Regarding the subject of the post itself: Sure, some bloggers (or online forum posters) who say truly inappropriate things or reveal proprietary information about their employers are being fired for acting stupidly, not for blogging. There are, however numerous cases in and out of the courts over the last couple of decades of individuals disciplined or fired for speech that really could and should be protected, but for an employment-at-will system that does not protect one’s political opinions from employer sanction. This is, by the way, not the case in many other countries. The right to have and express political opinions without being punished by an employer is embedded in an international labor rights convention that 160 countries have ratified (but not the U.S., it will perhaps not surprise you to learn).
Thanks, Mr. Barry, that’s where I was going, and you got there first.
What is *with* this automatic assumption that anything an employer objects to an employee saying is automatically wrong? That an employer is *right* to fire somebody — and without warning, too — over something said in public?
Not saying, by the way, that that’s always wrong — just that it’s not always *right*, either, yet it sure seems to be treated that way, in this case and others.
More blogginers weigh in on blog “firings”
Anil Dash and Danah Boyd are extremely popular bloggers.
I think you and Anil make a good point, which is essentially “For maximum job security, don’t be an idiot in any medium.” But I do think there is something peculiar about the blog medium itself that is pushing on the boundary of public vs. private in new ways. In some of the “fired for blogging” cases there is a clear place one might point to that says “the information they published should have remained private,” but when you look at a case like the Mark Jen case, it’s still really not clear that he divulged any specific item or items that were trade secrets of some sort – it’s more that Google seems to have taken issue with his general level of openness in what he was talking about on his blog, and that’s a grey area that has been opened up by the blogging medium itself, because there’s a much larger corpus of speech (rather, writing) that bloggers routinely make public. In other words, the advent of blogging means there are a hell of a lot more of us with a large body of printed communication that is up for scrutiny.
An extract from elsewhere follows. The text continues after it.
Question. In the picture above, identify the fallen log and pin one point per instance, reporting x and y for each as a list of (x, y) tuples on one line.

It’s bound to lead to more of these grey area decisions; imagine a health insurance company refusing to provide coverage to a new employee who gets diagnosed with a serious illness, because they check his blog and find that he started talking about his symptoms for several months before joining the company and signing up for the health plan. Is that an acceptable practice, because one could argue there is a public record of a pre-existing condition? These are the kind of things we might want to give thought to before we see them start happening.
I think the fact that there is no “scarcity” in the medium – the time and cost between experience and the public sharing of that experience have fallen to zero – does in some way tweak the fundamental idea of what ought to be private versus what ought to be public, and brings in to sharp focus the fact that every person and every entity operates at a different frequency in this regard. And it stirs in me a deeper question about ownership of experience – there is part of me that wants to believe that anything that happens to me is in a sense “owned” by me – I was there, I experienced it and I know it to be true. However, there are all kinds of cases in which I am asked to suspend my ownership of that experience, because the other parties involved have some sort of power to decide that I am not allowed to disclose details about it – I have lost the right to convey that experience. I’m not saying it’s never justified, but I am saying that it’s a rather interesting bargain for so many of us to strike so frequently.